This project fundamentally changed how I think about design systems.

Before this experience, I viewed them primarily as tools for consistency. Afterward, I began seeing them as living frameworks that should evolve alongside new products, platforms, and user expectations.

It also reinforced the importance of decisive leadership during periods of uncertainty. There are moments when collaboration is essential, and there are moments when someone must take ownership, make informed decisions, and move the work forward.
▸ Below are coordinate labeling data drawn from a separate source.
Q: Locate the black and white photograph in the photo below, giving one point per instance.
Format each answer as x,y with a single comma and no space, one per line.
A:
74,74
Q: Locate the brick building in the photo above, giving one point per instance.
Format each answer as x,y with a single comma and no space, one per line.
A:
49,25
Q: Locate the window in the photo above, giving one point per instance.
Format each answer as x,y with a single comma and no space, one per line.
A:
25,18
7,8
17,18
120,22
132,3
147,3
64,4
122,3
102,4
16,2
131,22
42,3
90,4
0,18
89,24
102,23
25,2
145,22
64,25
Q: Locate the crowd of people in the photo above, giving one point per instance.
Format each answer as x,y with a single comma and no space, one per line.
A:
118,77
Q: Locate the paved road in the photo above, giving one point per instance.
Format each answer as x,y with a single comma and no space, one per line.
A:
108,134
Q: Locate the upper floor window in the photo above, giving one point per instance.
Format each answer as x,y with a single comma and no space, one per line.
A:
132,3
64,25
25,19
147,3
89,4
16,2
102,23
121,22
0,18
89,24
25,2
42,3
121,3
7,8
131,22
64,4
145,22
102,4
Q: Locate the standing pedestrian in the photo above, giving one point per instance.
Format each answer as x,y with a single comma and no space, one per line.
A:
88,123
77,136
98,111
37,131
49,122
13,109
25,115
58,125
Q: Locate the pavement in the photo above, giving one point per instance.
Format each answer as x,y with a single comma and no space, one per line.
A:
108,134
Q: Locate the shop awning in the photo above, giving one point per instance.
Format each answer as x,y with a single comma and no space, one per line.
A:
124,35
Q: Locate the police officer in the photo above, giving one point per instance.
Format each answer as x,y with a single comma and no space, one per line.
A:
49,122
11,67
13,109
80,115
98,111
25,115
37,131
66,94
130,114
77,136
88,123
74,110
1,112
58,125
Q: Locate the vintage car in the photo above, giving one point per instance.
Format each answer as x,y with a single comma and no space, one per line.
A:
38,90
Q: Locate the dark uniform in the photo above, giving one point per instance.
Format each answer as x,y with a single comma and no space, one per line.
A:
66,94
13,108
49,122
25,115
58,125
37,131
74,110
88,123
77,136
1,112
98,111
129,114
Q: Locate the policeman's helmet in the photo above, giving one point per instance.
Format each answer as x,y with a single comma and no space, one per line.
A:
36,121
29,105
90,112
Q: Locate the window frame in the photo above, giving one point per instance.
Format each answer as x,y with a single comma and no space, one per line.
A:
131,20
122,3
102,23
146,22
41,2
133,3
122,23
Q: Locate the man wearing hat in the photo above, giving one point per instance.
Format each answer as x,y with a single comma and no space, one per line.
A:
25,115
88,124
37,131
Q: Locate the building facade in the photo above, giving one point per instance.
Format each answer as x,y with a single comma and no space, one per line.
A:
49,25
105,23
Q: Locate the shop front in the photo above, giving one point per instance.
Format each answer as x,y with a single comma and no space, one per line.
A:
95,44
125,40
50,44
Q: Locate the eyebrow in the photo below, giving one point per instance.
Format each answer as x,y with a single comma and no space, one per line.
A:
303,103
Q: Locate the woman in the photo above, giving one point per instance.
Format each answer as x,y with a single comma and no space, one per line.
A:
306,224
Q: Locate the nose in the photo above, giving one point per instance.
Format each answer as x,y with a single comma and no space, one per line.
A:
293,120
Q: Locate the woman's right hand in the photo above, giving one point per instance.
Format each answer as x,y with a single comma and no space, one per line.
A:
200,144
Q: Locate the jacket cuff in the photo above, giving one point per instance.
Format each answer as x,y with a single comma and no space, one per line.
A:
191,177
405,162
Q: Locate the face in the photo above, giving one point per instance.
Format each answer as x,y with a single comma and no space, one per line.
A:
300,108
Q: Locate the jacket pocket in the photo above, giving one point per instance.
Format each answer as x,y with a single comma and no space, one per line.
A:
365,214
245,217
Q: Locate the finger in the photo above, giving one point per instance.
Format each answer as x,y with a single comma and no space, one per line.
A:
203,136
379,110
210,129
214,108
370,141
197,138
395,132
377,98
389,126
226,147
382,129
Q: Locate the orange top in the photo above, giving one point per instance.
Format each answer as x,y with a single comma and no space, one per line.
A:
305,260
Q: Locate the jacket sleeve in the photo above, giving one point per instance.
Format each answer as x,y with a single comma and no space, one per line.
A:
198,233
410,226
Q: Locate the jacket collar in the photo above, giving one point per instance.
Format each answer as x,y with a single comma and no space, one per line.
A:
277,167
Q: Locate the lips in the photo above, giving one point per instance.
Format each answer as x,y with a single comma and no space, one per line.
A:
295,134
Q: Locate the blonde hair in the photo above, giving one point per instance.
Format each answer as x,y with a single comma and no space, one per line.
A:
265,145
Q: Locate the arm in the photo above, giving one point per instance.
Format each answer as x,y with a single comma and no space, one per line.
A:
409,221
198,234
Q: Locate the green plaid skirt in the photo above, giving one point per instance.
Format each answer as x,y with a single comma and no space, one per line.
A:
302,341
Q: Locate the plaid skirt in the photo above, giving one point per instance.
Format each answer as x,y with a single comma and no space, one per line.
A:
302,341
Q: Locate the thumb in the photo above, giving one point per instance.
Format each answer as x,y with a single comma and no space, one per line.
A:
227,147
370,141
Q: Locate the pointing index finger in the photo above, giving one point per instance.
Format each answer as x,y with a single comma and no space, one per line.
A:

Knowing the difference is one of the most valuable lessons I've carried throughout my career.

Most importantly, the project reminded me that great mobile experiences aren't created by shrinking desktop ideas—they're created by embracing the unique strengths of the platform from the very beginning.

OUTCOMES

The design system changed how digital products were created across Prudential.

Key outcomes included:

  • Reduced project timelines by approximately 30% from concept to launch.
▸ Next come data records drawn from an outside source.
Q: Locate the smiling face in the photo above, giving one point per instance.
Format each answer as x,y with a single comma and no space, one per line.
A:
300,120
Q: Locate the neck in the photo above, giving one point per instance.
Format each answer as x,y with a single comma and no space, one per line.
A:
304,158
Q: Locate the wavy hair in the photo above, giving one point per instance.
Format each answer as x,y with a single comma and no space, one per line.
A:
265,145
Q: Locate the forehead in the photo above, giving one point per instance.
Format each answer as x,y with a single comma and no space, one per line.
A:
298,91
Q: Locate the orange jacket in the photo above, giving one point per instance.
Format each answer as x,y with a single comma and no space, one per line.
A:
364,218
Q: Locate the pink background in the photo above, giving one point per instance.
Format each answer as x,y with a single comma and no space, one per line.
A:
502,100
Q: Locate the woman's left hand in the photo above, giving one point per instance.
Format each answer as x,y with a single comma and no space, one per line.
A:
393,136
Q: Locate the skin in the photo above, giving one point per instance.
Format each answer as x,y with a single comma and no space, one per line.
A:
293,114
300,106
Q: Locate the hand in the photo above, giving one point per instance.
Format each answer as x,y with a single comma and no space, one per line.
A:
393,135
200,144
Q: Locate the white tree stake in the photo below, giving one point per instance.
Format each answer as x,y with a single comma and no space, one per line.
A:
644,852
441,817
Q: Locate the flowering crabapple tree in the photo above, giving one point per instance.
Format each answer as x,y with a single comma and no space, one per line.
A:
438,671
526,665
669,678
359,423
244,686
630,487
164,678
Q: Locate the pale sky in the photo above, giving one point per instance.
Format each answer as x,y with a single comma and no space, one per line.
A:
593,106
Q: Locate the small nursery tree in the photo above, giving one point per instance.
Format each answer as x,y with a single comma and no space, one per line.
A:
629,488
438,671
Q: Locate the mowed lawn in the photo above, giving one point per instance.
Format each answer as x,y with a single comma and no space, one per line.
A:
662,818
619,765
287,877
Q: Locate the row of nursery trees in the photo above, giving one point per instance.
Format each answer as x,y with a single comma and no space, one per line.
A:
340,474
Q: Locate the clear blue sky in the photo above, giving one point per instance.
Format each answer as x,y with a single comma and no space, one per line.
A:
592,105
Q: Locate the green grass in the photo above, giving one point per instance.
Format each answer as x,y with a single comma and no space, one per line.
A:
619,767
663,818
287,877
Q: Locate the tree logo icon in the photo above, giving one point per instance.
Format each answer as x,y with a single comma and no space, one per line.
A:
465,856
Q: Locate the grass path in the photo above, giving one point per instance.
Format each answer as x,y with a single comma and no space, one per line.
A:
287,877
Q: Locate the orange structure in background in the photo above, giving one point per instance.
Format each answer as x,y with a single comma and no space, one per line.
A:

  • Reduced designer and developer onboarding time by 25%.

  • Established a single source of truth for enterprise digital design.

  • Improved accessibility compliance across digital products.

  • Enabled individual business units to build experiences while maintaining consistency.

  • Allowed the UX organization to spend less time recreating common components and more time solving new user problems.

  • Influenced design work beyond digital, including marketing and print initiatives.

LOOKING BACK...

Looking back, I'm proud of what the design system accomplished and the impact it had across the organization. Creating a single source of truth for design, development, and accessibility fundamentally changed how Prudential approached digital experiences.

If I were beginning the project today, I would position the design system even more intentionally as a product with its own roadmap, dedicated metrics, and long-term ownership. While the system evolved continuously, treating it as a formal product from the outset would have made it easier to prioritize enhancements, measure adoption, and communicate its business value across the enterprise.

The redesign effort in 2018 also reinforced an important lesson: consistency should never come at the expense of identity. Design systems should establish shared foundations, but they must also evolve with the brand and the expectations of modern users. The most successful systems balance structure with flexibility, allowing products to feel cohesive without becoming interchangeable.